Written and directed by Alfonso Cuarón, who directed one of my favorite films–CHILDREN OF MEN–ROMA (Netflix) is about a family living in the upper-class Colonia Roma area of Mexico City in 1970-71. It’s a surprisingly powerful and compelling film in which the story and visuals work together almost flawlessly.
First, the story, which focuses on Cleo (played in a wonderfully understated way by newcomer Yalitza Aparicio), an indigenous live-in maid. She spends her days cleaning and taking care of the family’s four children, in many ways being a more active parent than the parents themselves. When she becomes pregnant by her boyfriend, she sees even worse security and grinding poverty ahead. Meanwhile, the family is in trouble as the father’s relationship with the family is becoming increasingly strained. It all culminates in a message of redemption and endurance against adversity.

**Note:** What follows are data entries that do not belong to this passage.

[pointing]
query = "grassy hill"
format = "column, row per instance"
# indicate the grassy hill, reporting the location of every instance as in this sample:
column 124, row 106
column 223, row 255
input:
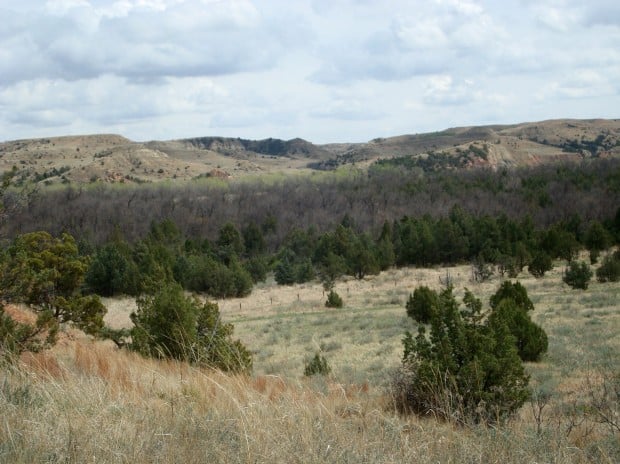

It’s otherwise hard to describe the plot of the film, as there isn’t much of one. Partly autobiographical for Cuarón, the story rolls out as cinema verite. Things just happen, and the story just ends (or continues without us), though there’s plenty going on thematically if you want to think about it. This is one of the things I really like about ROMA, which is how it treats the viewer like a functioning adult. It doesn’t tell you what to feel, though you may feel plenty while watching it. There’s a lot going on in the subtext of the film, whether it’s the Corpus Christi massacre by paramilitaries during the Dirty War, or the common people struggling with the rich over land rights.
The second thing that really works about this film is the amazing cinematography. The film is shot in black and white, with plenty of wide angle shots, including long, calmly panning shots following a character through a busy street or even the ocean. As with CHILDREN OF MEN, Cuarón shows off how good he is at the visual set piece with ROMA, which involved the construction of vast sets. The result is stunning directorial control and a high-brow art house look and feel to the movie though without any of the usual tedium that goes with it. There’s always something going on on screen to focus on, something from real life to muse on.
When I first saw the trailer for this, I was surprised how much acclaim it had gotten, including multiple awards and nominations. It just looked a chore to watch, and hard to grasp what it was about. I’m glad I finally watched it, as it was very good, showing what can be done with a modest budget (just $4.4 million), characters we care about, social realism, and artistic cinematography.